Çocuğum başarılı mı olsun, mutlu mu? Bence mutlu olsun. Çocuğumu deli gibi sınavdan sınava koşturmak istemem. 6 yaşına kadar her şey toz pembe, çok güzel ama sonra okula bir başlıyorlar; tatil yok, hafta sonu yok, kurs, okul, sınav... Yazık yani... Ne iş yapmak istiyorsa onu yapsın; isterse bakkal, manav olsun ama mutlu olsun. Onlar kötü meslekler mi? Hayır. Canı istiyorsa NASA'da mühendis olsun, canı istiyorsa bilim adamı olsun, canı istiyorsa ticaret yapsın, esnaf olsun. Ben rahat bir anne olmak istiyorum.
KEŞKE DAHA ÖNCE EVLENSEYMİŞİM
Mesafeli bir duruşunuz var. Bunun sebebi ne?
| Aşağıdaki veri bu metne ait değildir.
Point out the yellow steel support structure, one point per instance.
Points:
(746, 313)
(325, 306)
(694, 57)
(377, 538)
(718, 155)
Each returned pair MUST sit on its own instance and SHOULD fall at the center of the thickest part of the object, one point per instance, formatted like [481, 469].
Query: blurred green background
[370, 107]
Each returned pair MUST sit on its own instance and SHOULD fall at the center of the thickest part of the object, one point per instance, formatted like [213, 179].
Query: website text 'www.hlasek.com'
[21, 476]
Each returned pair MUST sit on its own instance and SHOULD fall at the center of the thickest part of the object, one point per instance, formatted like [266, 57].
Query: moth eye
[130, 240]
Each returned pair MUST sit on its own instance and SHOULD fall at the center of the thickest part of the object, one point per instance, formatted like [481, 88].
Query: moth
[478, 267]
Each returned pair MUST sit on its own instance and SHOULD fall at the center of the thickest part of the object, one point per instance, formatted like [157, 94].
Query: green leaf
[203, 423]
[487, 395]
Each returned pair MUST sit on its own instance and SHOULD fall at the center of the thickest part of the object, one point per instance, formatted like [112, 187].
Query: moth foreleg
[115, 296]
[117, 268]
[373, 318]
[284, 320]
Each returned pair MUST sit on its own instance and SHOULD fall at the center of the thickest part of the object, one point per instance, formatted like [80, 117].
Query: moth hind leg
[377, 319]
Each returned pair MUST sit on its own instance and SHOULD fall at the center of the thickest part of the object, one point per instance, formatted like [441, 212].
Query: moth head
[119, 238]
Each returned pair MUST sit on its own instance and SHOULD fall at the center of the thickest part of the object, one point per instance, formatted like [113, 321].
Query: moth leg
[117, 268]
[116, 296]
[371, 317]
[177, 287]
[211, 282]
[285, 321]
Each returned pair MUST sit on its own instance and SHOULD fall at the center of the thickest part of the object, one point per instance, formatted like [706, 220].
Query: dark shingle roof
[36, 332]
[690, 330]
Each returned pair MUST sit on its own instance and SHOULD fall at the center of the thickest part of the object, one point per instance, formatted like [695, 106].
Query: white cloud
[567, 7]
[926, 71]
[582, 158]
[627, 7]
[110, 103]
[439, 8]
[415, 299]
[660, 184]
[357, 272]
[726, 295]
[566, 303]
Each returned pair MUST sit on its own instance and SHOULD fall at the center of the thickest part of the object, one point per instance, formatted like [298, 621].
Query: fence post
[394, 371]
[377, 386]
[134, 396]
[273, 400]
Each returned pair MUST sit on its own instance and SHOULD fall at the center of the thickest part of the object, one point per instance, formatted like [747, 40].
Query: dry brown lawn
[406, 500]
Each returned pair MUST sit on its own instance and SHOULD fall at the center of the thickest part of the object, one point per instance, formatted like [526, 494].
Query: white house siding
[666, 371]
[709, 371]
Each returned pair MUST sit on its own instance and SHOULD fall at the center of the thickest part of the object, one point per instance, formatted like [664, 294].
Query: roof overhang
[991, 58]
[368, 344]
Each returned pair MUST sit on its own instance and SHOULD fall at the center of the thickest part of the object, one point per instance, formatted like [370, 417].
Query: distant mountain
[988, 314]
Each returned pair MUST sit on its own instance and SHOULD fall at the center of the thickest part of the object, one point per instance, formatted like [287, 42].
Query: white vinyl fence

Aslında çok bilinçli bir tercih değildi bu, zamanla böyle oldu. Özel hayatımı işimden ayırmaya gayret ettim hep. İşimi yapıp Nadide Sultan'ı kapıda bırakıp eve girdiğimde, sade Nadide olmaya çalıştım. Aile hayatını çok seven biriyim. Sanat camiasından olan, olmayan arkadaşlarımla evde, yemeklerde buluşup sakin bir hayat yaşamayı seviyorum. Huzuru seviyorum. Müzik yapmak bu işin çok az bir kısmı; geri kalan kısmı işin stresi ve işi yönetmesi. Kendinizi bir şirket olarak düşünün; bir CEO gibi kendinizi yönetiyorsunuz, bu çok stresli. Bu yüzden işten geriye kalan zamanda huzurlu şeylerle ilgilenmeyi, stüdyoda arkadaşlarımla müzik yapmayı tercih ediyorum.
Evlilik nasıl gidiyor peki?
Çok şükür... Keşke daha önce evlenseymişim. Çocuk istiyoruz, vakti geldi artık. Kendimi bildim bileli çocukları çok sevdim ama o sana ne zaman gelecekse o zaman gelir diye düşünüyorum. Bu yüzden çocuğum olsun diye kendimi yerden yere vurmuyorum. Ama çocukları inanılmaz severim.
TARKAN'IN ALBÜMÜ PİYASAYI CANLANDIRDI
Müzik sektörünün durumu nasıl sizce?
Piyasa canlandı. Bence
Tarkan'ın albümü çok güzel
oldu; müzisyenler de, hayranları
da merakla bekliyordu.
Bir mağaza düşünün; o
mağazada çok güzel ve çok
satan bir ürün var. Bu, insanın
alışveriş aşkını canlandırır
değil mi? Tarkan'ın
albümünün, müzik alıcısının
aşkını canlandırdığını
düşünüyorum.
BİRBİRİNE LAF ATMAK ARTIK PRİM YAPTIRMIYOR
20 yıllık bir müzik kariyeriniz var. Bu sektöre adım attığınız günden bu yana neler değişti?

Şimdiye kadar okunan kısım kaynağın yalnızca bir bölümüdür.